Ce changement provient-il du fait que le Quai d'Orsay serait sous influence néoconservatrice, à l'image du Pentagone sous l'administration Bush ?
Certains diplomates poussent dans ce sens. La France ne joue plus le rôle 
d'arbitre qui était le sien sous les présidences Mitterrand ou Chirac, quand elle
 cherchait à tout prix à éviter les engagements armés. Or elle ne doit pas devenir
 le fer de lance de l'intervention occidentale. Ce serait une erreur d'être perçu 
avant tout comme un allié fidèle des Etats-Unis, compte tenu de l'image très 
négative des Américains dans le monde, et notamment au Moyen-Orient.
 Aujourd'hui, notre image est brouillée. La presse arabe est tout sauf bienveillante
 à notre égard. Et les relations diplomatiques sont plus compliquées. Ce n'est 
pas bon pour nous, et pas bon pour la coalition.
Comment la France peut-elle rectifier le tir?
Pour les pays du Moyen-Orient, la France possède toujours des atouts pour 
rester un partenaire de confiance.
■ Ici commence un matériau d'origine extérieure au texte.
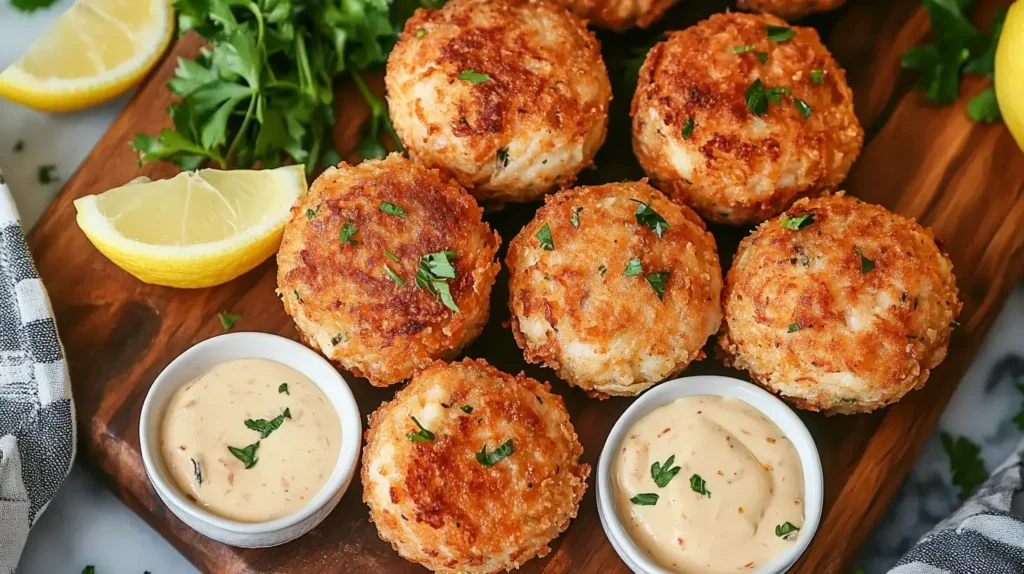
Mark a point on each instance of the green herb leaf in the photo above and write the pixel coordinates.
(663, 474)
(493, 457)
(658, 281)
(966, 466)
(865, 264)
(473, 77)
(645, 499)
(785, 530)
(648, 217)
(227, 320)
(757, 99)
(633, 268)
(422, 435)
(246, 454)
(798, 222)
(544, 236)
(779, 33)
(391, 209)
(347, 230)
(394, 276)
(697, 485)
(688, 128)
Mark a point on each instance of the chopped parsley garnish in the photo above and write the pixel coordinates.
(264, 427)
(865, 264)
(664, 473)
(779, 33)
(798, 222)
(544, 236)
(473, 77)
(574, 220)
(347, 230)
(650, 218)
(688, 128)
(785, 530)
(657, 281)
(422, 436)
(699, 486)
(434, 271)
(645, 499)
(803, 107)
(227, 320)
(394, 276)
(246, 454)
(757, 99)
(391, 209)
(633, 267)
(493, 457)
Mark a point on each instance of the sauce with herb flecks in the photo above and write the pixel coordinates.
(250, 440)
(709, 484)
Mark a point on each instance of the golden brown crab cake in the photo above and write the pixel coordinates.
(471, 470)
(790, 9)
(386, 266)
(740, 115)
(613, 287)
(619, 14)
(511, 97)
(839, 306)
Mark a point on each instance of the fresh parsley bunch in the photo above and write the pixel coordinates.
(958, 48)
(263, 91)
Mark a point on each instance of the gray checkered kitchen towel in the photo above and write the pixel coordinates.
(37, 416)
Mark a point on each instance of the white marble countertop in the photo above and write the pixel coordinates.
(86, 525)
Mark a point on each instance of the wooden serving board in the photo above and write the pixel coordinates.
(964, 179)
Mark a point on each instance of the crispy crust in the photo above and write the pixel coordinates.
(790, 9)
(546, 102)
(619, 14)
(864, 340)
(350, 310)
(734, 167)
(437, 504)
(609, 334)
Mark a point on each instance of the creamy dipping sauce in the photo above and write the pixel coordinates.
(735, 500)
(239, 404)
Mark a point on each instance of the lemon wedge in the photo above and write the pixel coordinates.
(1010, 72)
(93, 52)
(196, 229)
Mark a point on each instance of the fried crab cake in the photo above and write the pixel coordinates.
(613, 287)
(839, 305)
(511, 97)
(386, 266)
(790, 9)
(619, 14)
(471, 470)
(739, 116)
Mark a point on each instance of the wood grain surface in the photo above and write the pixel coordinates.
(965, 180)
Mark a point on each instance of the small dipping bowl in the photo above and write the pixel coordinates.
(771, 407)
(201, 358)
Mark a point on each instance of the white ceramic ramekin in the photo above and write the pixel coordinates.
(210, 353)
(773, 408)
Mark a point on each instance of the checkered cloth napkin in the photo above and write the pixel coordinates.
(37, 416)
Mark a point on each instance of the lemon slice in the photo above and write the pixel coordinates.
(1010, 72)
(194, 230)
(93, 52)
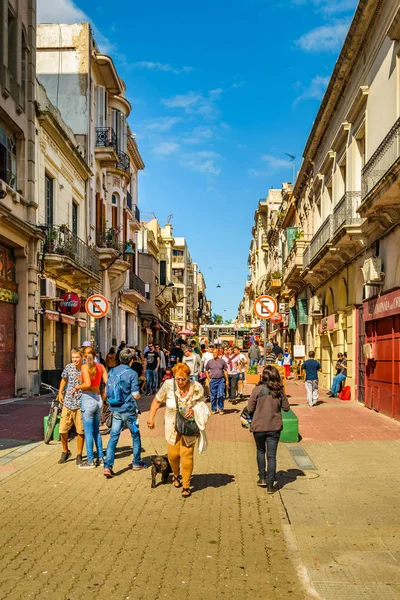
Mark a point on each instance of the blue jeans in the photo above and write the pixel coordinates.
(217, 389)
(267, 443)
(151, 381)
(91, 405)
(337, 380)
(119, 420)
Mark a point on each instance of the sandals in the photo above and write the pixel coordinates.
(177, 479)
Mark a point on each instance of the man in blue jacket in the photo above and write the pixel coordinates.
(125, 413)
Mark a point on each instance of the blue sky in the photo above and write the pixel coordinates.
(220, 90)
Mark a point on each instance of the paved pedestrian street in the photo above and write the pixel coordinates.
(71, 534)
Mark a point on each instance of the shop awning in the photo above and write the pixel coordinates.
(67, 320)
(52, 315)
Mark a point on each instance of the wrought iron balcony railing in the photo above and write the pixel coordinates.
(62, 241)
(105, 137)
(123, 162)
(345, 212)
(137, 284)
(109, 239)
(320, 240)
(384, 157)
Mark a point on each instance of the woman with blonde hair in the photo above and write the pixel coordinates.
(91, 405)
(187, 397)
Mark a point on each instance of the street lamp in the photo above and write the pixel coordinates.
(128, 250)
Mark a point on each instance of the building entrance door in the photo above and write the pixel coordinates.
(7, 349)
(360, 357)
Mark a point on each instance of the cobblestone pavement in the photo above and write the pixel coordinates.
(72, 534)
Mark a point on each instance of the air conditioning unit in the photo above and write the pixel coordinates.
(372, 270)
(47, 289)
(369, 351)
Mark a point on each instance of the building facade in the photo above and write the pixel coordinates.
(84, 85)
(19, 237)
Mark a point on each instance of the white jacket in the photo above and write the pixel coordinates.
(201, 415)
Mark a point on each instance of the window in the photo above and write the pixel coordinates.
(74, 218)
(163, 272)
(8, 159)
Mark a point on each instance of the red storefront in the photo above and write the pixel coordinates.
(382, 353)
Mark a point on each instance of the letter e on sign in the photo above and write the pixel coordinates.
(97, 306)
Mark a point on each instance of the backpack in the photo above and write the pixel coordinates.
(113, 387)
(345, 394)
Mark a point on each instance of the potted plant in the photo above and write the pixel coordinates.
(252, 375)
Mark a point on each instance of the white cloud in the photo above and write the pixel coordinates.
(315, 90)
(65, 11)
(272, 165)
(327, 38)
(202, 162)
(196, 102)
(166, 148)
(156, 66)
(163, 124)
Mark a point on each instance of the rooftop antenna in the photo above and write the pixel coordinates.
(293, 161)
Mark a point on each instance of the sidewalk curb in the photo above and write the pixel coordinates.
(294, 552)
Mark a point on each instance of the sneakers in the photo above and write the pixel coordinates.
(87, 464)
(139, 467)
(64, 457)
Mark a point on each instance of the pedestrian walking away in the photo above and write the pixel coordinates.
(217, 377)
(193, 361)
(310, 368)
(187, 397)
(163, 364)
(341, 375)
(91, 405)
(287, 362)
(151, 366)
(123, 386)
(265, 405)
(254, 354)
(71, 412)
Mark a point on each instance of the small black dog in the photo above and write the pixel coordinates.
(160, 464)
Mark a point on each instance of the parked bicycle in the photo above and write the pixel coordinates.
(55, 410)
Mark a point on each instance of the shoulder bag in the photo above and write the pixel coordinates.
(184, 426)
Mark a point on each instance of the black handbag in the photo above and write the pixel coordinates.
(184, 426)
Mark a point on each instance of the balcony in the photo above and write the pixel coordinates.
(319, 243)
(65, 255)
(106, 147)
(379, 179)
(293, 266)
(134, 288)
(123, 163)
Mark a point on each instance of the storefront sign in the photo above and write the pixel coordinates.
(299, 351)
(384, 306)
(52, 315)
(70, 304)
(302, 305)
(8, 296)
(67, 320)
(327, 324)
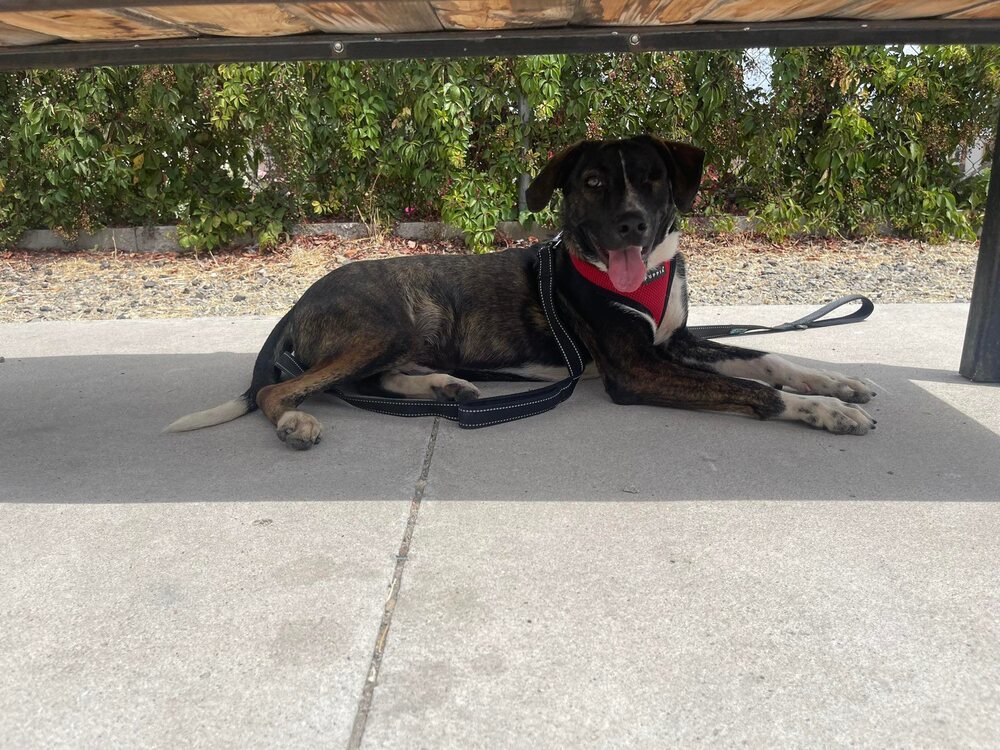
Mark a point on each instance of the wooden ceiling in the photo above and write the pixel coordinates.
(32, 23)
Elle est membre du Conseil de sécurité de
 l'ONU, elle a un poids énorme en Europe, et elle peut être un allié militaire
 performant. Mais aujourd'hui, pour ne plus être en première ligne, et pour
 régler le problème de l'Etat islamique, il faut parvenir à élargir la coalition, 
à impliquer les deux acteurs-clés que sont l'Iran et la Russie. Or nos relations 
avec Moscou ne sont pas bonnes. Pourtant, les Russes peuvent être convaincus,
 car ils craignent eux aussi pour leur sécurité, menacée par les jihadistes dans
 le Caucase. Mais pour obtenir des relations plus confiantes avec eux, il faudra 
sûrement infléchir notre politique sur les sujets qui fâchent. Et donc reconsidérer
 nos positions sur l'Ukraine, l'Iran ou la Syrie.